I do enjoy tactical nukes, they're best taken with camouflage stuff, and just sit behind a Chimera


----------



## Warmaster Demetrius (Apr 23, 2009)

I once had a platoon of IG with lasguns take out a fex with shooting then then had a commissar take out another in close combat in one turn only armed with bolt pistol and ccw!!


----------



## Serpion5 (Mar 19, 2010)

Warmaster Demetrius said:


> I once had a platoon of IG with lasguns take out a fex with shooting then then had a commissar take out another in close combat in one turn only armed with bolt pistol and ccw!!


Damn, bad memories. My Hive Tyrant once lost his last 3 wounds to lasgun fire. And this was with a 2+ armour save.

He only scored THREE wounds! What are the odds that I would fail ALL THREE?! If not for that single meltagun earlier...

:ireful2::ireful2::ireful2::ireful2::ireful2:


----------



## CommissarHorn (Apr 14, 2008)

6 Vet guardsmen take out a mini Bio-titan in cc, then with only 4 guys left shoot down 4 of Abbaddons Terminator retinue, charge and kill another 2.

probly my best play ever


----------



## Winterous (Mar 30, 2009)

CommissarHorn said:


> 6 Vet guardsmen take out a mini Bio-titan in cc, then with only 4 guys left shoot down 4 of Abbaddons Terminator retinue, charge and kill another 2.
> 
> probly my best play ever


Secretly, all 6 of those Guardsmen were the same man.
Jackie Chan.


----------



## Snake40000 (Jan 11, 2010)

Winterous said:


> Secretly, all 6 of those Guardsmen were the same man.
> Jackie Chan.


Jackie Chan? *JACKIE CHAN!*

They were not Jackie Chan they were Chuck Norris!


----------



## hungryugolino (Sep 12, 2009)

No, they were all Commissar Yarrick.


----------



## Dawnstar (Jan 21, 2010)

The144thCadianPlatoon said:


> in the last turn the drones killed the men and bolted towards the building, just barely making it within range to contest it, we rolled a die and it ended- a tie... I freakin hate drones....

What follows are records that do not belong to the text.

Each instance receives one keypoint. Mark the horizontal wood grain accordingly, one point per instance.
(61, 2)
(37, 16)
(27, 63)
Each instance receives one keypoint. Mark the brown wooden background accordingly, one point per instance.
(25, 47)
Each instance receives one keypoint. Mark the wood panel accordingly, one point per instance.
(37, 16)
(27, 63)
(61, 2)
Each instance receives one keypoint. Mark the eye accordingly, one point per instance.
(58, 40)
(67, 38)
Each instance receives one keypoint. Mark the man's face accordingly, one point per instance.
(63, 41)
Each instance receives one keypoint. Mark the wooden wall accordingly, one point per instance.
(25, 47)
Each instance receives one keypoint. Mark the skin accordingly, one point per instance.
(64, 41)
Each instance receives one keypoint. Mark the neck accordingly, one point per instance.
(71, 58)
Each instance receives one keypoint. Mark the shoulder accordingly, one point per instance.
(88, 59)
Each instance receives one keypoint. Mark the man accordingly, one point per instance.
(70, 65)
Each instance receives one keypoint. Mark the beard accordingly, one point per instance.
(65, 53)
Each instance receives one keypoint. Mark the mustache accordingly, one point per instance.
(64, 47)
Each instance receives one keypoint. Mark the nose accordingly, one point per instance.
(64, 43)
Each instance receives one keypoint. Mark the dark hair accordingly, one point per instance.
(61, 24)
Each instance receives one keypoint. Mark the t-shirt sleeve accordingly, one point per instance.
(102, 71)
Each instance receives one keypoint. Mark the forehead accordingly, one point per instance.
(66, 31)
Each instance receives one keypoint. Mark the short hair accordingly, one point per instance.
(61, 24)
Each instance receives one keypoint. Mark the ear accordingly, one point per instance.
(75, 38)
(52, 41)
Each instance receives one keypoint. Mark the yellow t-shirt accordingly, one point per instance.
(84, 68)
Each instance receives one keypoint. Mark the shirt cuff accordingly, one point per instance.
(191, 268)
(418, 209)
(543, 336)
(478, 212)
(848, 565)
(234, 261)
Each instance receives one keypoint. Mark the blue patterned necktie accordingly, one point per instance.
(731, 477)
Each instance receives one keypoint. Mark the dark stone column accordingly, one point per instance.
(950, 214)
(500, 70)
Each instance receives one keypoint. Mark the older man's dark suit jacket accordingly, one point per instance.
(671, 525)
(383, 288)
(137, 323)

Were the drones part of his crisis battlesuit team? If so, then they get destroyed when there are no crisis suits left :wink:


----------



## Winterous (Mar 30, 2009)

Snake40000 said:


> Jackie Chan? *JACKIE CHAN!*
> 
> They were not Jackie Chan they were Chuck Norris!


Chuck Norris isn't even vaguely cool.
Also agree, they were all Yarrick.


----------



## Leirasapostle (Apr 4, 2010)

I once had my chaplain single handedly beat my friends Great Unclean one ....and then get shot in the back.


----------



## the cabbage (Dec 29, 2006)

I am going to write on behalf of another member, ROYEMUNSON

In the last version of the BRB and the old DA codex I ran a Deathwing army,

In a 2000 point army I had a fully kitted Master, Librarian and 6 man CC Terminator squad in a LR crusader.

He dropped one shot from a basilisk and rolled a six on the penetrating damage table killing the lot with no saves. Probably over half my points value gone in 1 shot.


----------



## Phrazer (Oct 14, 2008)

Chuck Norris isnt cool... cool is Chuck Norris!!

Anyway on topic after a few turns on the back foot of a planetstrike game my Tau were reduced to a FW squad, a bearly alive Kroot squad, one broadside and my Etherial (yes im the bloke who actually uses one from time to time!! lol). On what turned out to be the last turn i had to charge a dozen or so guardies with my BS and Etherial to contest an objective to try and salvage a draw... only to find that the wiped out the guardies and I won the game!! Super fun!!


----------